News Release

Kansas State distinguished professor edits book on strategies to prevent humanitarian emergencies

Book Announcement

Kansas State University

MANHATTAN -- A song from the radical 1960s asked the question of war: "What is it good for?" The response was simplistic: "Absolutely nothing." Nothing but tears, heartbreak, death, destruction of innocent lives.

But what are the age-old causes of these wars or "humanitarian emergencies" and can they be prevented? According to a Kansas State University distinguished professor of economics, since the end of the cold war, civil wars and state violence have escalated, resulting in millions of deaths. These conflicts are often rooted in greed and grievances from wealth and power discrepancies and are likely to occur where the state is weak, venal and subject to extensive "rent-seeking," a policy to obtain private benefit from public resources. Governing elites gain more from extensive unproductive, profit-seizing activities in a political system they control than from long-term efforts to build a democratic and prosperous state.

E. Wayne Nafziger, a noted expert in international economics, along with Raimo Vayrynen, professor of government and international studies and senior fellow, Joan B. Kroc Institute for International Peace Studies at the University of Notre Dame, are the editors of the book, "The Prevention of Humanitarian Emergencies," published by Palgrave/Macmillan. The pair are also directors of the United Nations University/World Institute for Development Economics Research's project on Humanitarian Emergencies. The book is the third of a series edited by Nafziger and Vayrynen, which includes two volumes edited in 2000 with Oxford University's Frances Stewart.

Nafziger said the book provides an analysis and an inventory of instruments for donors, international agencies and developing countries to prevent humanitarian emergencies. The emphasis is on long-term development policies rather than mediation or reconstruction after the conflict begins.

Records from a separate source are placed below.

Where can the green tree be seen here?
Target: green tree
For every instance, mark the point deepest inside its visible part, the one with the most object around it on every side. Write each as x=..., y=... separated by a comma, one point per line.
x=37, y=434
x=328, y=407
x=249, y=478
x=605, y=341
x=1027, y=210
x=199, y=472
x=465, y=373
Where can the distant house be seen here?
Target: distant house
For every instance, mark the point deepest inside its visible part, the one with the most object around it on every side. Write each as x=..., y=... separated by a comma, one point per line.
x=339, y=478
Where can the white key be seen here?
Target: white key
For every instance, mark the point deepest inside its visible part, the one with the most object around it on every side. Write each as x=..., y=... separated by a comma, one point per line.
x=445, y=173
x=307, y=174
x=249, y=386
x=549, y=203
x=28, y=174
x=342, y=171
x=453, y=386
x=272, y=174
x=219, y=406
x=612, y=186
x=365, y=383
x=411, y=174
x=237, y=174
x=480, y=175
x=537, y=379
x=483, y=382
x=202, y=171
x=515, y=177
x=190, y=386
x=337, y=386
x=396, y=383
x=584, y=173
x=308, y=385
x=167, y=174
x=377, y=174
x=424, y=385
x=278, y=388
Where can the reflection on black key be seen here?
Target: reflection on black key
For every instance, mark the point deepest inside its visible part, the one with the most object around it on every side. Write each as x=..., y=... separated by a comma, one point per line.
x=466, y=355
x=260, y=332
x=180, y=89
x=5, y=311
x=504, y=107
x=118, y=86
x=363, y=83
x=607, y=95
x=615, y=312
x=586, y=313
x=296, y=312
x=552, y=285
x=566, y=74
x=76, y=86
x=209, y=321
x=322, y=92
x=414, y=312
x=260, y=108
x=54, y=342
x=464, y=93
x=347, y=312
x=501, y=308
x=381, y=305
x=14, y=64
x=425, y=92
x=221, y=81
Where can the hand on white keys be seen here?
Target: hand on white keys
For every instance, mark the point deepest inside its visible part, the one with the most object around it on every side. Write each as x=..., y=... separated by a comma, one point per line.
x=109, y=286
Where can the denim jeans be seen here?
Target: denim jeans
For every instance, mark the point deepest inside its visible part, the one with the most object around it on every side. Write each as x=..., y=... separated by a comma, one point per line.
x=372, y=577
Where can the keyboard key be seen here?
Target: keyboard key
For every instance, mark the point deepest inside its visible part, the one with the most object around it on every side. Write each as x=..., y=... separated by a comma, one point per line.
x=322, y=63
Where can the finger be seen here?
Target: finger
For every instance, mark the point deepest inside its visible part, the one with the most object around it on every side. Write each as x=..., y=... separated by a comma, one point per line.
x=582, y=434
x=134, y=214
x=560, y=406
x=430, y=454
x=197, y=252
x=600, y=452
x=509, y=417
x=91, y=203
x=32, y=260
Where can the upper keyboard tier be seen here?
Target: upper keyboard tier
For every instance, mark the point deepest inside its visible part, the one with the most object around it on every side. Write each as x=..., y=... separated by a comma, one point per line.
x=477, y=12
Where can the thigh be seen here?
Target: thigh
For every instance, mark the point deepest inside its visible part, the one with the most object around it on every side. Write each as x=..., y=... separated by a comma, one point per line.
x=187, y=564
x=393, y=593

Policies include democratic and institutional reforms to enhance the capabilities of the state and civil society, acceleration of economic growth through macroeconomic stabilization and adjustment, reducing inequalities, redesigning and expansion of aid, and opening of the Northern markets to developing countries.

"Our contention is that the largest number of deaths from humanitarian emergencies occurs disproportionately in developing countries; in low income countries," Nafziger said. "We have an explanation as to why that is so."

Nafziger, who was resident director of the WIDER project in Helsinki, Finland, from 1996-98, said economic contributors such as low average income, protracted economic stagnation and decline, chronic international deficits, large income inequality, and conflict over mineral exports such as those in the Democratic Republic of Congo, Angola and Liberia are often causes of these humanitarian emergencies. Past failures from Afghanistan to Zaire indicate the importance of prevention strategies.

According to Nafziger, the most promising solutions are long-term economic approaches, institutional peace building, defense of human rights, and third-party presence in the conflict zone.

"We try to look at this in terms of what you can do in the long term," Nafziger said. "Most of the book's contributors have suggested that short-term military solutions don't work very well.

The book focuses on some of the global hot spots where the state is involved in murder of its citizens including Angola, Burundi, Sierra Leone, Bosnia, Rwanda and Afghanistan -- before the most recent conflict. Nafziger indicated that the book is more applicable to preventing this type of terrorism by the state or by warlords, the most frequent contributor to deaths from humanitarian emergencies, than terrorism by those trying to undermine the state.

Nafziger said the book's contributors emphasize prevention measures 10-15 years in advance by the international community, donor countries and the developing countries themselves. Prevention measures include contributing to economic development, democratization or political integration over a long period to try to reduce the chances of having large numbers of deaths from humanitarian emergencies.

"You have a much better chance of trying to reconstruct a political or economic system that has been damaged, or reduce the number of deaths from humanitarian emergencies that way, than trying to resolve the issue when the conflict is just about ready to begin, " Nafziger said.